Keep One Ear Out

A beautiful article written by Ms. Bradley who was Amanda’s Gifted and Talented Coordinator when she was in high school. Learn more about her, and about Imaginational Overexcitabilities.

I learned so much from her about Imaginational Overexcitabilites during her four years in high school.

Amanda showed up in my office as a freshman with her jet black hair hanging in messy shards over her glasses. As the high school’s Gifted & Talented Coordinator I understood that something was drawing her into my office, I just didn’t know what. So I asked questions and I listened.

I learned, first of all, that her life was fueled by music. Loud music. Music that was heavy and deep. Music that resonated with the complex emotions of her feelings.

I also learned that she was a perfectionistic artist. Her pencil drawings could have come to life they were so real. I was awe struck. But her drawings were rarely good enough for her. The anime characters she created were more than art to her. When her friends weren’t there to hang out with, her anime characters would “come to life and walk with her to class.”

When Amanda first told me this I was both worried and fascinated. I explained Dabrowski’s Overexcitabilities to her since I felt she was exhibiting them. But, knowing that mental illness can also affect someone’s reality, I consulted with a psychologist friend to determine whether or not I should be concerned about Amanda.

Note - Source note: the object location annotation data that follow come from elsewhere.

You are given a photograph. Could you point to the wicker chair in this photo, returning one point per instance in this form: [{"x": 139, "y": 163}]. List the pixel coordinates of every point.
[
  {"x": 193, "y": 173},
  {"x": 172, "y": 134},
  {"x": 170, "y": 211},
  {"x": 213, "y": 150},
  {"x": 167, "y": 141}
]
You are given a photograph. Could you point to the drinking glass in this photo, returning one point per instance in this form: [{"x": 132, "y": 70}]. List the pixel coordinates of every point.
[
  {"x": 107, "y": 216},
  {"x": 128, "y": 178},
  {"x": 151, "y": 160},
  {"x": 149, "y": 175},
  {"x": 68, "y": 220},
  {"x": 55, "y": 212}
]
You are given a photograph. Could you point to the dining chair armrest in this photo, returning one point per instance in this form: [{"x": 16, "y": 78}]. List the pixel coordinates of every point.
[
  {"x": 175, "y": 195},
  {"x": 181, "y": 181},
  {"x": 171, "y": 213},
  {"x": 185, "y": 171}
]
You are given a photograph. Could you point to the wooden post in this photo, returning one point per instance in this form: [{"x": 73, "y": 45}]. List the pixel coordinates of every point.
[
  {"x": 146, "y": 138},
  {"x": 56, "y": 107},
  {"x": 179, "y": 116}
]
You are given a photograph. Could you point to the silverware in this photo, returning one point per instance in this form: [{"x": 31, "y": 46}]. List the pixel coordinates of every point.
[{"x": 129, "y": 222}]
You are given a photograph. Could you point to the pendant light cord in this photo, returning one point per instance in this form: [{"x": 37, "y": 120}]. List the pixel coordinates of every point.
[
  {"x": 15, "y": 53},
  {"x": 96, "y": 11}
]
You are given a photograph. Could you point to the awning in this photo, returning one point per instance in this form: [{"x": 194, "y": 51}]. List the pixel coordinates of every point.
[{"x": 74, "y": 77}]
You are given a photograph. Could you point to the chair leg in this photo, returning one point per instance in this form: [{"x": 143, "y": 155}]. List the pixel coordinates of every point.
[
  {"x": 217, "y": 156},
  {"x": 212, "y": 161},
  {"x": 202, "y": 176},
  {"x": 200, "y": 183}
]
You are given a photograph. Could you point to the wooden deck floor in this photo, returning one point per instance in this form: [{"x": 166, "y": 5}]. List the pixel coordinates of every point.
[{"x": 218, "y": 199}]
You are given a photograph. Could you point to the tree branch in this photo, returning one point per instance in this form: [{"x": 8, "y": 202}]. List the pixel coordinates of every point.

The psychologist recommended I ask Amanda, “Do these anime characters ever tell you what to do?” I did and she responded, “Mrs. Bradley, they are a figment of my imagination, so no, they don’t tell me what to do. I am in control of them, not the other way around.” I was less concerned.

Amanda’s ability to lose herself in her imagination was her salvation, and ultimately her demise. She had been out of high school for a few years when she was walking to her job along the railroad tracks near her home, as she had been doing for months, and listening to music wearing noise cancellation headphones. She didn’t hear or see the train coming behind her. The headphones blocked out the blaring train whistle. And the train couldn’t stop.

If I had known how her life would end, what would I have said differently to her all those years ago? Have I learned anything from Amanda about Imaginational Overexcitabilities that will help me enlighten other gifted students about their own inventiveness in this area?

First of all, I will celebrate their remarkable abilities to utilize their incredible and creative imaginations. Then, I will caution them that while the temptation to live in an alternative universe of imagery and invention may be strong, not to lose themselves to the extent that they shut out reality entirely. Keep one ear out. Let’s keep our loved ones safe by cautioning them to be wary of becoming all-consumed in a world of fantasy.